Bajó cual raco cordillerano las escaleras que daban a parar al lugar de los sucesos. Entonces se encontró con el cuadro perfecto que permitiría realizar con toda comodidad su cometido. Se sentó en la silla y contempló la gloriosa vista que rodeaba a su objeto de atención. El astro aún brillaba incorruptible en el firmamento. Raúl contempló la tarde como nunca lo había hecho antes. Había algo de belleza implícita en aquella visión, una belleza indescriptible que sólo podía ser observada por un ser tan excitado y libre como lo estaba Raúl. Pero él no se dejó engañar por el inminente ocaso; sabía que este tenía la intención de detenerlo con su apacible belleza, sabía que intentaba apartarlo del verdadero conocimiento, intentaba mantenerlo ignorante, intentaba evitar que mirara al Sol. Raúl esquivó esta ávida y malintencionada distracción, y se dispuso a cometer su pecado.
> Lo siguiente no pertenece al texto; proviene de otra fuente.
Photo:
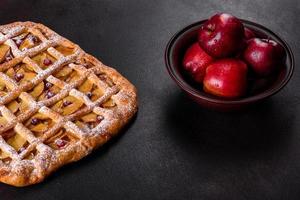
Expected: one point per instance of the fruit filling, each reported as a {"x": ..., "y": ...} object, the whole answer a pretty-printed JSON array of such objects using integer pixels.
[
  {"x": 5, "y": 53},
  {"x": 88, "y": 121},
  {"x": 67, "y": 105},
  {"x": 16, "y": 141},
  {"x": 61, "y": 139},
  {"x": 44, "y": 60},
  {"x": 26, "y": 41},
  {"x": 65, "y": 50},
  {"x": 21, "y": 73},
  {"x": 45, "y": 91},
  {"x": 39, "y": 124},
  {"x": 16, "y": 106},
  {"x": 67, "y": 74}
]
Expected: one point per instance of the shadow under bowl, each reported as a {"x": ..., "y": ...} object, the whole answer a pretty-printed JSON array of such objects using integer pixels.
[{"x": 183, "y": 39}]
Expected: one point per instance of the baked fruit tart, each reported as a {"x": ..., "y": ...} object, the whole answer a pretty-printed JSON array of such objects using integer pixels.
[{"x": 57, "y": 103}]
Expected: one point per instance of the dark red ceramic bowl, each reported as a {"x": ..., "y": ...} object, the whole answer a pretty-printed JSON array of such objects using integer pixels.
[{"x": 184, "y": 38}]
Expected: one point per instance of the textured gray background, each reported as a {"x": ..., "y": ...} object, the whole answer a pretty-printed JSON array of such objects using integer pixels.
[{"x": 173, "y": 149}]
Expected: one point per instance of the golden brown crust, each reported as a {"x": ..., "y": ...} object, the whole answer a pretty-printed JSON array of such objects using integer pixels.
[{"x": 22, "y": 172}]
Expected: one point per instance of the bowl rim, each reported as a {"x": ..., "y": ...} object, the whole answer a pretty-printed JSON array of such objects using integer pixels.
[{"x": 187, "y": 88}]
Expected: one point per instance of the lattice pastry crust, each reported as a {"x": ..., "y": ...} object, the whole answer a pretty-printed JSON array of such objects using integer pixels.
[{"x": 57, "y": 102}]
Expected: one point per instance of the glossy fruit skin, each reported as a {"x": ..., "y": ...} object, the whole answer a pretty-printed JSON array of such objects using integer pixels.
[
  {"x": 264, "y": 56},
  {"x": 249, "y": 34},
  {"x": 221, "y": 35},
  {"x": 226, "y": 78},
  {"x": 195, "y": 62}
]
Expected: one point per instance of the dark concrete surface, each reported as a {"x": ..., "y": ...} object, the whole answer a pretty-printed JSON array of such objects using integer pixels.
[{"x": 173, "y": 149}]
Preparó sus ojos, más abiertos que nunca, y miró. El Sol se proyectaba a través de sus contraídas pupilas, y grababa en cada una de sus retinas una marca de irreconocible desgarro, tan sutil como la herida de una puñalada en el corazón. Los fotones golpeaban el globo ocular y se abrían paso por los muertos tejidos que alguna vez le dieron forma a las imágenes. El intenso brillo deslumbraba la carne y la hacía desaparecer. Raúl no vio nada. No podría haber visto nada. Su campo visual se transformó en la cabeza de un alfiler y su parpados cayeron rendidos sin haber dado batalla. El golpe final lo trajo el dolor. Un dolor insoportable, digno de estudio, que estremecía todas y cada una de las fibras nerviosas que no estarían diseñada para recibir tal estímulo. Un golpe tan estruendoso que impactó en el ego mismo. Raúl soltó un mero sollozo, una queja insignificante que no podría, y no pudo, contener tal sufrimiento derramado. Lo que alguna vez fueron sus ojos, su conexión virtual con el mundo, el centro de su cognición, yacían difuntos dentro de las cavidades que alojaban sus cuerpos que momentos antes se encontraban llenos de vida. Todo se había perdido, y todo estaba acabado. Raúl comprendió su error, pero ya era tarde. A estas alturas, los pensamientos de muerte parecían felices paseos en la playa; el agua entremezclada con la arena rozando los pies que plácidamente recorrían aquel limbo. El último pecado parecía ser el más cuerdo, pero ni siquiera pensar en eso libraría al muchacho de aquel martirio. Raúl reparó en lo idiota que había sido al no escuchar los familiares consejos que resonaban en su cabeza como un dantesco mantra: «nunca mires al sol».